High-risk patients with lung disease who undergo cardiac surgery are at significant risk of postoperative complications leading to prolonged hospital stay. One method of reducing the risk of lung complications is to treat patients with non-invasive ventilation or continuous positive airways pressure postoperatively. However, this often requires admission to a high dependency unit or intensive care, and is uncomfortable because of the need for a tight fitting mask, as well as being labour intensive and costly. High-flow nasal oxygen is a new alternative as it provides warmed humidified oxygen at high flow, and also has been shown to assist breathing and improve recovery. It is comfortable during use and indeed may be more comfortable than standard (dry) oxygen via a facemask or nasal prongs. It may be administered on a normal ward, however its routine use in high-risk patients with lung conditions such as asthma, chronic obstructive pulmonary disease, recent chest infections and heavy smokers has not been tested before.
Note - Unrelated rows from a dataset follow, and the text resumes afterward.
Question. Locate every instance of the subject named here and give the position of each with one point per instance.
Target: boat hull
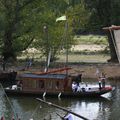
(60, 94)
(8, 78)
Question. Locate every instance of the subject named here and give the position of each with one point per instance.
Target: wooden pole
(62, 108)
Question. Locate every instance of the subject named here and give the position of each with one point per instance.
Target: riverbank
(112, 70)
(89, 70)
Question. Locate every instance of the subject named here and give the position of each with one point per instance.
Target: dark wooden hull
(8, 78)
(62, 94)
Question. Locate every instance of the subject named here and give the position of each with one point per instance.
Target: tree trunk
(8, 51)
(113, 53)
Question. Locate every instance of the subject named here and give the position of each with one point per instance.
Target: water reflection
(103, 108)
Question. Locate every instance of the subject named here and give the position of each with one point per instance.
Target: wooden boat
(8, 77)
(54, 84)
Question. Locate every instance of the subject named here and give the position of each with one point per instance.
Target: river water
(106, 107)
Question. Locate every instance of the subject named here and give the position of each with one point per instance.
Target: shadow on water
(29, 107)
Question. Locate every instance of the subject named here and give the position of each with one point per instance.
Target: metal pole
(66, 40)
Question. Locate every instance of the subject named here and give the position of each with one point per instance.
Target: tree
(104, 13)
(14, 22)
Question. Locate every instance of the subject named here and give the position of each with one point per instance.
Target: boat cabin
(46, 82)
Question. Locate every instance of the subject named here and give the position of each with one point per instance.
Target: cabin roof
(46, 76)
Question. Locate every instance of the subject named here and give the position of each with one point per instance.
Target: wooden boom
(53, 71)
(62, 108)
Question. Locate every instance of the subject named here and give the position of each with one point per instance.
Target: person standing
(68, 116)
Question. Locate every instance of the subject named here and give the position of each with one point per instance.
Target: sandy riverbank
(89, 70)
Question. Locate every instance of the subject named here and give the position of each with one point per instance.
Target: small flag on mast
(61, 18)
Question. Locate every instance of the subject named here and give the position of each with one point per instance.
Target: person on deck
(74, 86)
(99, 82)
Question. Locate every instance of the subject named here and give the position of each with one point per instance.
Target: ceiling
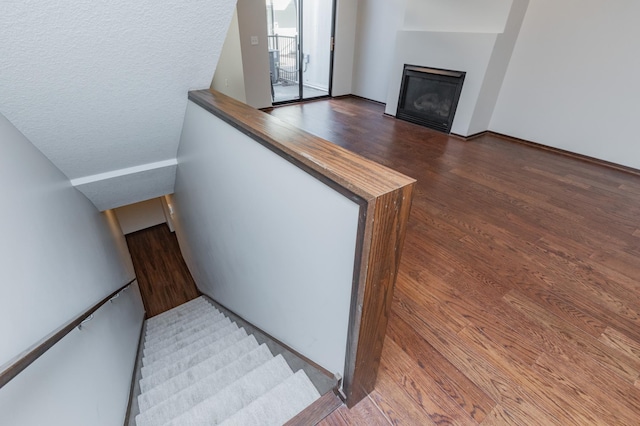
(101, 87)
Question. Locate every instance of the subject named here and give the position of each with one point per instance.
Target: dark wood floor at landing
(518, 297)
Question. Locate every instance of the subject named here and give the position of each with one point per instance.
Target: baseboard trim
(316, 412)
(566, 153)
(351, 95)
(135, 379)
(470, 137)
The primary aim of this clinical trial is to determine if prophylactic high-flow nasal oxygen therapy in cardiac surgical patients at high risk of developing postoperative pulmonary complications is associated with shorter hospital stay.

High-risk adult patients who are scheduled to undergo cardiac surgery will be recruited with full ethical approval and informed consent. Before surgery, each patient will perform a six-minute walking test under the supervision of a physiotherapist. This simple tests measures how far patients can walk in six minutes. Additionally, patients will undergo spirometry testing which is used to assess how well the lungs work by measuring how much air the patient inhales and exhales and how quickly they exhale. Patients will thereafter undergo surgery under general anaesthesia as they would normally. After the operation, they will be looked after following our recovery protocols, incorporating pain relief, regular physiotherapy, early mobilisation and eating and drinking, and removal of chest drains and tubes as soon as possible.

On arrival in the critical care area after their surgery, patients will be randomly assigned to receive supplemental oxygen via a soft facemask (standard group), or via high-flow nasal cannulae (intervention group). Patients will be administered oxygen for at least 24 hours after surgery.

Patients who develop breathing difficulty will receive treatment based on their clinical need. On the fifth or sixth postoperative day, they will repeat the walking test and spirometry. We will use a short questionnaire to determine if there is any difference in how patients feel they recovered before they leave hospital and how quickly they returned to normal activities after discharge, and also to evaluate how they tolerated either the facemask or high flow nasal cannulae.

We have used data from previous studies to calculate that we will need a total of 74 patients to take part in order to evaluate whether high-flow nasal oxygen leads to reduced length of hospital stay after high risk cardiac surgery, compared with usual care oxygen therapy.